Whether an implementation ignores the extra keys or propagates them is up to that particular implementation. It is recommended that implementations clearly declare how they handle extra keys, with a particular emphasis on informing users in the context of irreversible operations. For example, an implementation that resaves OME-Zarr data and ignores extra keys could implement a routine that warns users when they attempt to resave OME-Zarr data with extra keys.
In specifications version beyond 1.0.0, extra keys MUST NOT be written by implementations under the keys defined in this document. If implementations need to write additional metadata beyond those enumerated in this document, they MUST use a different namespace. Under such extra namespaces, metadata follows the following conventions:
- The group below the extra key MUST provide a key
tool, which identifies the tool or library that generated the extra metadata.- The group below the extra key MUST provide a key
tool-version, which identifies the version of the tool or library that generated the extra metadata.- The group below the extra key MUST provide a key
<tool>-metadata, which contains a JSON object with arbitrary metadata defined by the tool or library that generated the extra metadata.In versions below 1.0.0, extra keys SHOULD NOT be written under the keys defined in this document. Implementations MAY transitionally write extra keys and SHOULD provide documentation on their usage.

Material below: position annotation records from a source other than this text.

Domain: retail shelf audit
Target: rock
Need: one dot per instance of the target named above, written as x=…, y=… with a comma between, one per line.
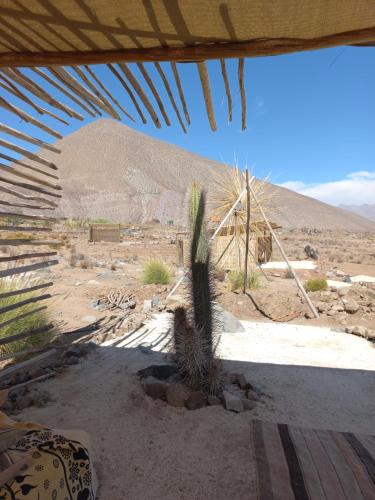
x=248, y=404
x=232, y=402
x=243, y=382
x=196, y=400
x=227, y=321
x=155, y=388
x=177, y=395
x=161, y=372
x=350, y=306
x=213, y=400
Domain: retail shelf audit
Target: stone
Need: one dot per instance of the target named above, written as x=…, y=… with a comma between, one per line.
x=248, y=404
x=213, y=400
x=351, y=306
x=227, y=321
x=243, y=382
x=196, y=400
x=232, y=402
x=177, y=395
x=155, y=388
x=161, y=372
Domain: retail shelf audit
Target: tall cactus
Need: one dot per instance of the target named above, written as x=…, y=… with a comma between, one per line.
x=201, y=288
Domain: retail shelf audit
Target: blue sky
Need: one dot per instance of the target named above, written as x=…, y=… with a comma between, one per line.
x=310, y=121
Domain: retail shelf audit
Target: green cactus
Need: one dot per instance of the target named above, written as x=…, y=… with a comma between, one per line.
x=201, y=287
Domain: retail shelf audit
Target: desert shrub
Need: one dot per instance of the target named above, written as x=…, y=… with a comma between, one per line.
x=316, y=285
x=236, y=280
x=156, y=271
x=32, y=322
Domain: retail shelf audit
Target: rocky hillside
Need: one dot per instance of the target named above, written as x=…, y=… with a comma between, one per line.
x=110, y=170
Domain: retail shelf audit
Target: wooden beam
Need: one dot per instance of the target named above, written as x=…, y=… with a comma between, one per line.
x=28, y=154
x=28, y=138
x=143, y=97
x=170, y=94
x=227, y=88
x=206, y=88
x=241, y=83
x=25, y=165
x=28, y=118
x=190, y=53
x=154, y=92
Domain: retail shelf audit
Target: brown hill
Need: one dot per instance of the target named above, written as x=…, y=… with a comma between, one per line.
x=109, y=170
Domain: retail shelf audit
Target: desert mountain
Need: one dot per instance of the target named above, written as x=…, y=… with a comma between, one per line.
x=367, y=210
x=110, y=170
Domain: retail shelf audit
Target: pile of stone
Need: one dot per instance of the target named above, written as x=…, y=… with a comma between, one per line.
x=163, y=382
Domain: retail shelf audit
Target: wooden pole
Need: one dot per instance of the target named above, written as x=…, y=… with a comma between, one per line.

Not sure if namespace is a well-defined term - there's probably a better phrasing for this.
where would this text live? If the goal is to add it to the spec, I think each spec documents should be its own authority. That means making no promises about future versions (the most I would say about future specs is that "x behavior may change in a future version"), and I would say nothing about older specs -- they can speak for themselves.
to my knowledge the semantics of the spec version scheme is completely undefined, so 0.6 is "allowed" to be completely breaking relative to 0.5 (in the same way that 0.5 was totally breaking to 0.4). This limits the statements that can be made about future versions.
True that...the question would be what would come closest to a deprecation warning. The text above could be a candidate for a 0.6 version, without the references past and future versions?